Seeing as it was just an hour north of Leavenworth, we were pretty stoked to find this route. Being the first weekend in April, all of the high-elevation trails were still well buried in ice and snow. This was the perfect trail to enjoy some scenery and vertical gain without the wintry conditions. Moreover, the lake was gorgeous, and we wouldn’t mind making another trip up in the future for some more exploring.
Total distance: 8.1 miles
Elevation gain: 2,806 feet
If you are short on time or just don’t feel like making the extra push to the top of the butte, Elephant Head offers a very nice view of the lake. Follow the same trail that heads toward Chelan Butte (it’s signed).

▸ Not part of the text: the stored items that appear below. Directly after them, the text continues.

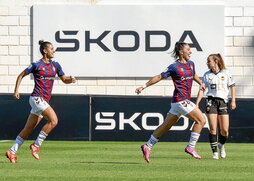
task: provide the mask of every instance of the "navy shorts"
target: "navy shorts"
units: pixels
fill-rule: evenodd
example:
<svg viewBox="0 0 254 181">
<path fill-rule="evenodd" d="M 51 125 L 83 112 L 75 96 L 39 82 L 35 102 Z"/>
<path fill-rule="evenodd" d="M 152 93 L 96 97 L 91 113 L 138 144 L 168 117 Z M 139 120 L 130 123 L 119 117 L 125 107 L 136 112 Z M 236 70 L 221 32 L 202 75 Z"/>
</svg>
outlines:
<svg viewBox="0 0 254 181">
<path fill-rule="evenodd" d="M 225 103 L 224 99 L 209 96 L 206 99 L 206 113 L 218 115 L 228 114 L 228 103 Z"/>
</svg>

After about two miles, you’ll reach a junction. Take a left and follow the short path to the top of the hill. The roundtrip hike to Elephant Head is just over four miles with about 1,100’ of vertical gain.
Why not go all the way to the top? Because I’m old and tired.
Sorry, but not everyone has to think the same as you.
If I wanted everyone to think the same as me, I wouldn’t have provided an alternate hiking option. But those are great reasons not to continue on to the top! Cheers!